Mükemmeliyetçilik

Mükemmeliyetçilik, en çok arzu edilen ama en çok da sorunu beraber getiren bir durumdur. Mükemmeliyetçi olan bir birey ulaşılabilecek en yüksek standartlara ulaşmak isterken hatanın hiç olmamasını hedefler. Görünürde çok güzel bir özellik gibi gözükse de kaygı, yeme bozuklukları, depresyon gibi sorunlara yol açar.

İyi çocuklar yetiştirmek adına çocuklara eleştirel yaklaşan aileler, çocuklarının mükemmeliyetçi olmasına  ön ayak olurlar. Bu şekilde yetişen çocuklar ise hem sosyal hem de akademik hayatın içinde sürekli hayal kırıklığına uğrar, yaptıkları işten tatmin almazlar. Bu bireylere eleştiri getirmek de oldukça zordur çünkü aslında sizin yapıcı olduğunu düşündüğünüz ufak bir bilgi onlar için başarısızlık sembolüdür.

Bununla beraber elinden geleni yapmak ile mükemmeliyetçilik arasındaki farkı ayırmak gerekir.  Elinden geleni yapan bireyler işlerini tamamlandığında zevk alırlar, mutlu olurlar. Mükemmeliyetçi insanlar ise yaptığı işin her aşamasında bir hata olma olasılığı aklında bulundurup kaygıyı en yüksek seviyede yaşarlar.

Mükemmeliyetçi Davranışlar nelerdir?

Yaptıkları işleri defalarca denetlerler

Asistanlarına işi daha çabuk bitirmek için verdiği projeleri en baştan yapar gibi kontrol ederler

Normal düzeyin üstünde planlama, düzenleme söz konusudur

Günlerden bir gün iyi iş çıkaramayacaklarını düşündükleri için işi ertelemeye eğilimlilerdir

Başkalarının çalışma düzenini kendi istedikleri şekilde değiştirmek isterler

Gecenin bir yarısı asistanına mail atıp kafasına takılan işi tamamlatırlar

Sidney J. Blatt’e göre 3 tip mükemmeliyetçilik vardır:

Başkalarına yönelik

Kendi belirlediği yüksek standartlara başkalarının da uymasını bekleme eğilimidir. Yapılabilirliği çok düşük olan bu özelliğe sahip olan insanlar başkalarına iş vermezler, kendi yaptığı işi de beğenmezler. Bu özellikler de kaygı  seviyelerini, uyku düzenlerini direkt olarak etkiler.

Kendisine yönelik

Kişini kendisini yerden yere vurmasıdır.
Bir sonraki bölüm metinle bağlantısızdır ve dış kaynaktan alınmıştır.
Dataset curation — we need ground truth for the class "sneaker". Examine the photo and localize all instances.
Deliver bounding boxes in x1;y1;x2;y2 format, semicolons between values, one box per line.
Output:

Bu bireyler ulaşılması çok zor hedefler koyarlar ve bu hedeflere kısa zamanda, az hatayla ulaşmayı isterler.

Sosyal Beklentiler

Başkalarının onlardan yüksek beklenti içinde olduklarını düşünürler. Bu beklentiyi karşılayıp kabul görmek için bunları yerine getirmek istediklerine inanırlar.

Bu 3 farklı özelliklerden son ikisine sahip olan bireylerin depresyona girme eğilimi daha fazladır. Mükemmeliyetçiliğin yıkıcı gücünü anlatan bir örnek vereyim size. Geçenlerde bir haber okudum. Yapımı devam eden zmit Körfez geçişi asma köprüsünde halatın kopmasından dolayı Japon mühendis Kishi Ryoichi kendisini sorumlu tuttu ( bıraktığı nota göre) ve intihar etti.  Köprü hala yapım aşamasında olduğundan kimse zarar görmedi. Hatta Kishi o kadar iyi bir baş mühendisti ki o günün hava koşullarına bakarak köprüdeki ufak çatlakları görüp sabahtan 50 kişiye çalışmamaları için izin verdi. Bunlara rağmen, Kishi muhtemelen önem verdiği şerefinin kirlendiğini düşünerek hayatına son verdi.

Mükemmeliyetçilik tedavi gerektir mi?

Mükemmeliyetçi olan insanlar depresyon ve kaygı gibi problemleri de birlikte getirir. Hatta bu konularda yakınarak bir uzmana danışırlar. Bu bireylerin terapist ile sorun yaşamaları çok muhtemeldir. Sorunun beklentilerinden dolayı kaynakladığını düşünmedikleri için de sık terapist değiştirme eğilimindedirler.

Araştırmalar bu bireylerin uzun süreli terapilere uyum gösterebilecekleri göstermiştir.